Klarinet Archive - Posting 000551.txt from 1998/10

From: Oliver Seely <oliver@-----.EDU>
Subj: [kl] The future of home practice?
Date: Tue, 13 Oct 1998 19:44:22 -0400

I encountered a Web page by accident the other day with MIDI files of
fully orchestrated serious works, some with as many as 27 instrument
assignments. I can't help but think that the future of home
practice lies with the liberal use of such works.

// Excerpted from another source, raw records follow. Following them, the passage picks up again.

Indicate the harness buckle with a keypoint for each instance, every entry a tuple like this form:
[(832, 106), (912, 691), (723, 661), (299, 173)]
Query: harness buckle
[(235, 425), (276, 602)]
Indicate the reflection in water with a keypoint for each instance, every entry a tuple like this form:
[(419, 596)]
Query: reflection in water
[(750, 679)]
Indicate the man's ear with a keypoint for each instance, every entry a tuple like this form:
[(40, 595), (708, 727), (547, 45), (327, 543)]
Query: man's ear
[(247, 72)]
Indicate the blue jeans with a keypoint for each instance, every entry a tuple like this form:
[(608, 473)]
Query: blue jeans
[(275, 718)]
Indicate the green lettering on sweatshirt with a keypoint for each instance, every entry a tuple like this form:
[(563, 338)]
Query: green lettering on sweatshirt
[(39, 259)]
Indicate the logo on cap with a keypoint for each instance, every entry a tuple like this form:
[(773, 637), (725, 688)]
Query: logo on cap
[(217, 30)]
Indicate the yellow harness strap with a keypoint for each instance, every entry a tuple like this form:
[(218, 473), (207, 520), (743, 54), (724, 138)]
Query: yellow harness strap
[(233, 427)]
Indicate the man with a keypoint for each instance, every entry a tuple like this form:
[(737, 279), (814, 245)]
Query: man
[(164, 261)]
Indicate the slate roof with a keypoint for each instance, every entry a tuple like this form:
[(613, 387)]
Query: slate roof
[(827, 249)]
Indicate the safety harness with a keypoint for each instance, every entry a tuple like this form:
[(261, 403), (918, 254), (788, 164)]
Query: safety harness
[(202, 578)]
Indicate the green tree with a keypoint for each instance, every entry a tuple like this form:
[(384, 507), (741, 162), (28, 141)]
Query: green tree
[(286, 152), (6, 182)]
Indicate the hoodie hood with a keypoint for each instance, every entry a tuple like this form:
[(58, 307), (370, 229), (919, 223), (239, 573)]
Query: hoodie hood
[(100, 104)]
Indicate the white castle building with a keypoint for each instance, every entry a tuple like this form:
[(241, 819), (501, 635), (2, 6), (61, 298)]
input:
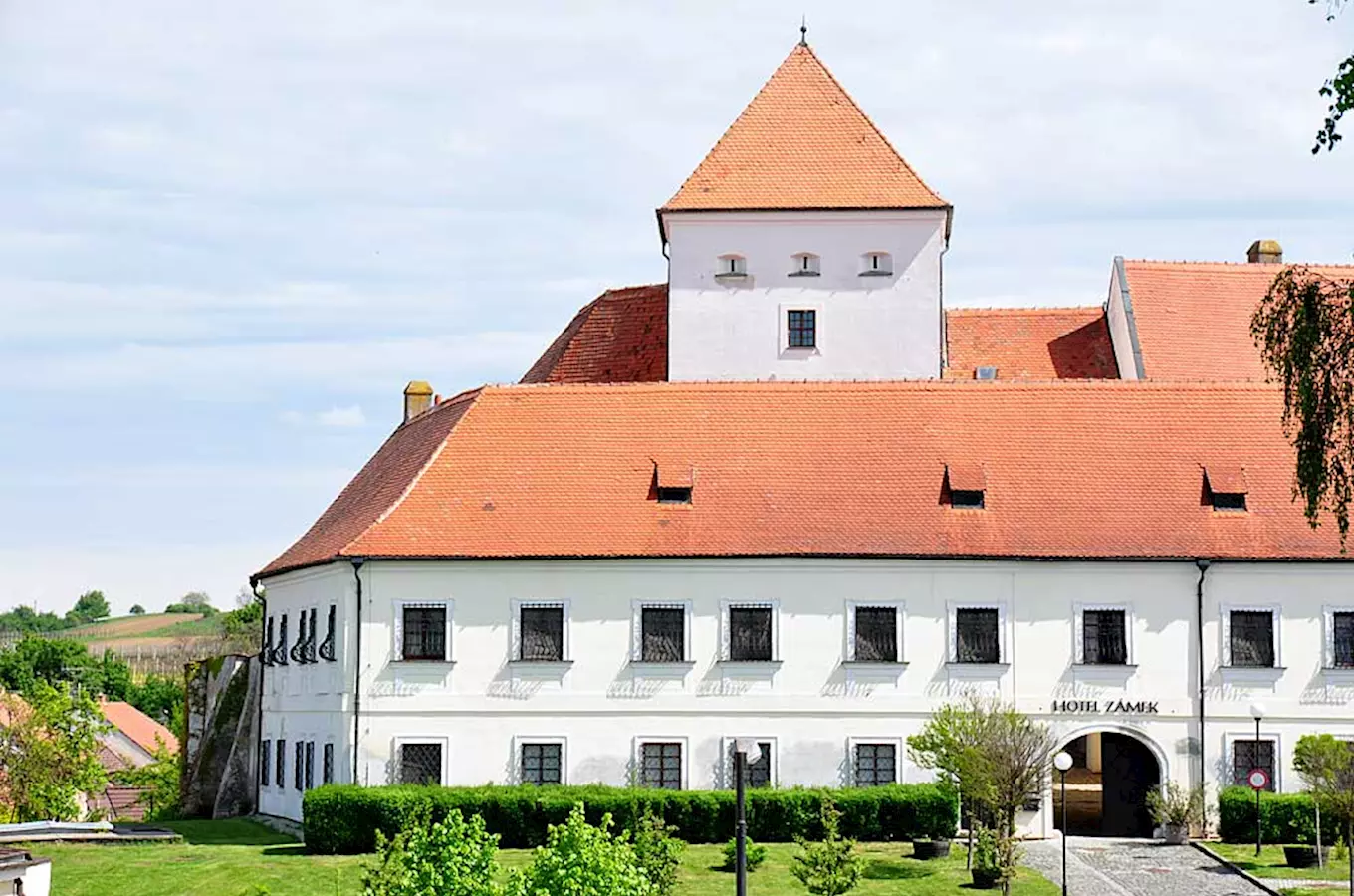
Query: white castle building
[(789, 496)]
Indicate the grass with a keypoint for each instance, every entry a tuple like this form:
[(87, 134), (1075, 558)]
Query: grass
[(1270, 862), (236, 858)]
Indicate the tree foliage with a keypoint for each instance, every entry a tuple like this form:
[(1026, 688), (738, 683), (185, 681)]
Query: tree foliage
[(1304, 328)]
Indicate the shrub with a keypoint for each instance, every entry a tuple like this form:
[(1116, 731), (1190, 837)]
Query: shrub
[(1285, 817), (753, 853), (346, 817)]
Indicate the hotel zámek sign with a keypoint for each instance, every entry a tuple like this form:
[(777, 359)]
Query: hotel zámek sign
[(1112, 707)]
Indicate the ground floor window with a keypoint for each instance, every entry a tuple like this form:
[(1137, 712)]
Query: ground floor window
[(876, 764), (660, 765), (420, 764)]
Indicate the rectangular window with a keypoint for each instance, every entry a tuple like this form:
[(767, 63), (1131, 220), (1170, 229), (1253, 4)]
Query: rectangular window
[(801, 328), (876, 764), (544, 633), (541, 764), (1252, 754), (424, 633), (876, 635), (749, 633), (1252, 638), (662, 633), (977, 636), (1104, 638), (420, 764), (1343, 639), (660, 765)]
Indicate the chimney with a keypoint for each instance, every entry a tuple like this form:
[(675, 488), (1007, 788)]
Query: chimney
[(1264, 252), (417, 398)]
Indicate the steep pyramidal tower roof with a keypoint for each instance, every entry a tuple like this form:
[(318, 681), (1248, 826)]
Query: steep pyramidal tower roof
[(803, 143)]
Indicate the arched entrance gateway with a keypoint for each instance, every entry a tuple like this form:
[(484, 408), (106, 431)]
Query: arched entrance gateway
[(1108, 784)]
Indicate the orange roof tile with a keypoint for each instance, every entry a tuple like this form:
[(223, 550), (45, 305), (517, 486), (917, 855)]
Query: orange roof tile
[(1029, 343), (1072, 469), (803, 143), (617, 337), (1195, 317)]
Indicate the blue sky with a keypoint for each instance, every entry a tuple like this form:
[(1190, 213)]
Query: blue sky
[(230, 232)]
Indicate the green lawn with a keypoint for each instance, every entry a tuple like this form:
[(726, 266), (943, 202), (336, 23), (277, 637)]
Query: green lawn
[(233, 858), (1270, 862)]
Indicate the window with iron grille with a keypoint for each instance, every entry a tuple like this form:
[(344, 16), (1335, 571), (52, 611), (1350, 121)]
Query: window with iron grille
[(1248, 756), (876, 635), (1104, 638), (1342, 635), (420, 764), (756, 775), (662, 633), (749, 633), (541, 764), (424, 632), (801, 328), (876, 764), (544, 633), (1252, 638), (975, 636), (660, 765)]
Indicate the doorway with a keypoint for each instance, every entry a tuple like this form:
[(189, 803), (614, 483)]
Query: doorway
[(1106, 786)]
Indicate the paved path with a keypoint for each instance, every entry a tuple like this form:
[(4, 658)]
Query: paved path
[(1098, 866)]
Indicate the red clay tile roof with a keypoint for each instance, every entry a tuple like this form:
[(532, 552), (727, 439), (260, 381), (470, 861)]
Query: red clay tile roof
[(141, 729), (803, 143), (617, 337), (1071, 469), (1195, 317), (1029, 343)]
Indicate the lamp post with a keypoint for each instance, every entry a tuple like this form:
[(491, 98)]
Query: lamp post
[(1063, 763), (1258, 712), (745, 750)]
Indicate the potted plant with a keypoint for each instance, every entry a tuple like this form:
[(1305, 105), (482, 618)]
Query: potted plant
[(1174, 808), (988, 866)]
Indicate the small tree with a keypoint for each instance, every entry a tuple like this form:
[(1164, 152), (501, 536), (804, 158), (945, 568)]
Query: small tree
[(831, 866)]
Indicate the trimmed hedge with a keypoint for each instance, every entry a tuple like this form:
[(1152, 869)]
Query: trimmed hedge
[(344, 817), (1285, 817)]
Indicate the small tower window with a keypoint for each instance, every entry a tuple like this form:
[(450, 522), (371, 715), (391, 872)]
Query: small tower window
[(877, 264), (805, 266), (732, 267)]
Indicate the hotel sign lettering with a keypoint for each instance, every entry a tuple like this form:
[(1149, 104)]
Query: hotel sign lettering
[(1112, 707)]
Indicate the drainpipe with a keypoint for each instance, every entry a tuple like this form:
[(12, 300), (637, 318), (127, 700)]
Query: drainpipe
[(1199, 628), (356, 684)]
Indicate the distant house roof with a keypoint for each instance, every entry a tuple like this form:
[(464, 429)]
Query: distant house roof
[(137, 726)]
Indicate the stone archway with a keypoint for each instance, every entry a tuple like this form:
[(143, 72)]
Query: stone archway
[(1113, 771)]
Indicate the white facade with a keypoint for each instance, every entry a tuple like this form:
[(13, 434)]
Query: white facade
[(811, 703), (872, 281)]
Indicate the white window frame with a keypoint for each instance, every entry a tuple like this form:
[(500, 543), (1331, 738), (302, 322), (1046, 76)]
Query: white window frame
[(515, 644), (725, 628), (1226, 628), (398, 629), (1079, 632), (636, 628), (952, 624), (519, 741), (899, 613), (397, 756), (726, 746), (898, 757), (638, 757)]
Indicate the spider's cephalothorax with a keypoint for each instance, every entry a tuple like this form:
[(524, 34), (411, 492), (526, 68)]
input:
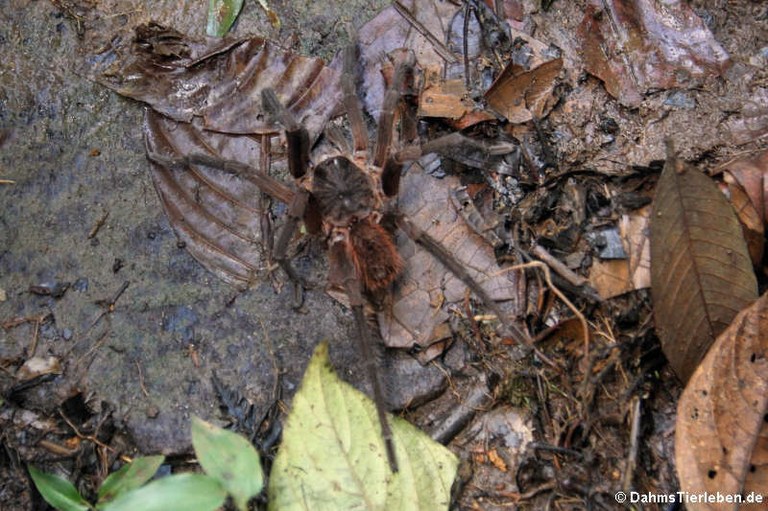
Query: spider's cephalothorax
[(345, 197), (349, 204)]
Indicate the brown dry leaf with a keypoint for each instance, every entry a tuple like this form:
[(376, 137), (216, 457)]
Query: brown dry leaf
[(38, 366), (443, 98), (752, 224), (701, 274), (618, 276), (750, 172), (389, 31), (217, 81), (521, 95), (198, 92), (721, 434), (426, 287), (638, 45), (214, 213)]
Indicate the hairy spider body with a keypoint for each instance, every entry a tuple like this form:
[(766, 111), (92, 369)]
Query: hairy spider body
[(345, 197), (349, 200)]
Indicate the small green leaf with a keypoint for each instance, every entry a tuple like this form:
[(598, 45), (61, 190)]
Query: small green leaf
[(230, 459), (129, 477), (333, 457), (182, 492), (58, 492), (221, 16)]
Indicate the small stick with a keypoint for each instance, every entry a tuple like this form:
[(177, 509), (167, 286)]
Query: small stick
[(440, 48), (633, 444), (99, 223), (548, 279)]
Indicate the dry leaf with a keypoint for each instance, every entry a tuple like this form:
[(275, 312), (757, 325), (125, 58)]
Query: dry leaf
[(701, 273), (522, 95), (638, 45), (721, 434), (218, 81), (752, 224), (198, 93), (750, 173), (426, 285), (618, 276), (38, 366)]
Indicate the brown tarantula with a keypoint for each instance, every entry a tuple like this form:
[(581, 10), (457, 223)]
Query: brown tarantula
[(349, 198)]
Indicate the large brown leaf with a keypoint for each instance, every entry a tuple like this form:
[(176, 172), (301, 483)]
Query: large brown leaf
[(721, 439), (634, 46), (205, 98), (701, 274), (427, 287), (219, 82)]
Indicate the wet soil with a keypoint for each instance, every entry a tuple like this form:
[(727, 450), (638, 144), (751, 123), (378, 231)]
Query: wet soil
[(80, 221)]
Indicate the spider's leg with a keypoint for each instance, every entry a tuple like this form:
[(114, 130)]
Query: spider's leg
[(264, 181), (295, 134), (402, 82), (351, 103), (395, 108), (296, 210), (343, 273), (447, 259)]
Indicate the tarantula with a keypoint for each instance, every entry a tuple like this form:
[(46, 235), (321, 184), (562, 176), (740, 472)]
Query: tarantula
[(349, 198)]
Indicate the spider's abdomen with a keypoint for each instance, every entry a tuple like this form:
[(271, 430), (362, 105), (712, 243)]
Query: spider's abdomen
[(374, 255), (342, 190)]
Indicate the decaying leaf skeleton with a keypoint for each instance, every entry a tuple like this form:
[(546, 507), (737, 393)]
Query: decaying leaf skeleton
[(346, 194)]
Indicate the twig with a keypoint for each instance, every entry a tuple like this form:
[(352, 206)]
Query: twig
[(440, 48), (548, 279), (634, 435), (141, 380), (558, 266)]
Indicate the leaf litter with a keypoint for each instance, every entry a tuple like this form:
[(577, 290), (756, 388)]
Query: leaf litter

Three weeks ago the director of the Huntington Beach Concert Band
quietly gave me a copy of "Blue Shades" by Frank Ticheli and
told me that he wanted me to try the "bluezy" solo, but warned me that
it speeds up to q@-----.
Now understand that I play third because, well, that's the way community
bands go. You play where you're needed. So I took it home, looked
at it a while and decided that it was incomprehensible and I'd never
be able to learn it. Then I took a look at the Web page of Manhattan
Beach Music, and THERE I found the performance file (along with
a number of other works they publish). I had to download Quick
Time 3 and I was able at least to hear the whole number. And again
I thought that it was beyond me and I'd never be able to learn it.
But I played along a couple of times and decided that what I needed
was a MIDI file which could be slowed down to about q=100 for
starters. So I sequenced the 1st clarinet part and a wooden block
sound so that I could hear the tempo, and I played that several times
(greatly slowed). At the next rehearsal I borrowed the 1st trumpet,
trombone and bassoon parts and created tracks for them,
then played along maybe four or five times during the next week.
At the next rehearsal I told the director that
I had worked out the first "bluezy" solo but I was only up to about
q@-----. "We're going
to play it tonight." When we got to it, he didn't tell the first chair
that the crazy guy in the third section had the solo. Well, I wasn't
going to abdicate my 3 minutes of fame, so we started out. The
bluezy part wasn't too obvious because it is mezzo piano and the
first probably didn't notice, but there soon followed at the faster tempo
a 16th run and a high C to D bend (glissando?) which I blasted out
for God and all of nature and it became clear to the first chair that
SOMEONE ELSE was playing HIS solo. Anyway, it went on for a whole
page. No one in the band, including the director, really knew the piece
so no one was aware of the fact that I finished a measure behind
(or maybe ahead, I'm not sure myself). When we finished, the first
trumpet came over and said, "Please tell me that you weren't sight
reading." And the director asked ME if I thought the band did all right!
It was a very amusing evening.

The point of all this is that computer generated music holds enormous
promise for rapid development of performance quality in one's playing.
James Galway himself said as much a number of months ago on
the FLUTE list. At the time he was using Vivace to rehearse for an
upcoming flute/harpsichord tour and he uses Vivace because it
is too difficult to keep a harpsichord in tune for the necessary
rehearsals.

Some of you may want to take a look at the other numbers
available in .MOV format at the Manhattan Beach Music Web page.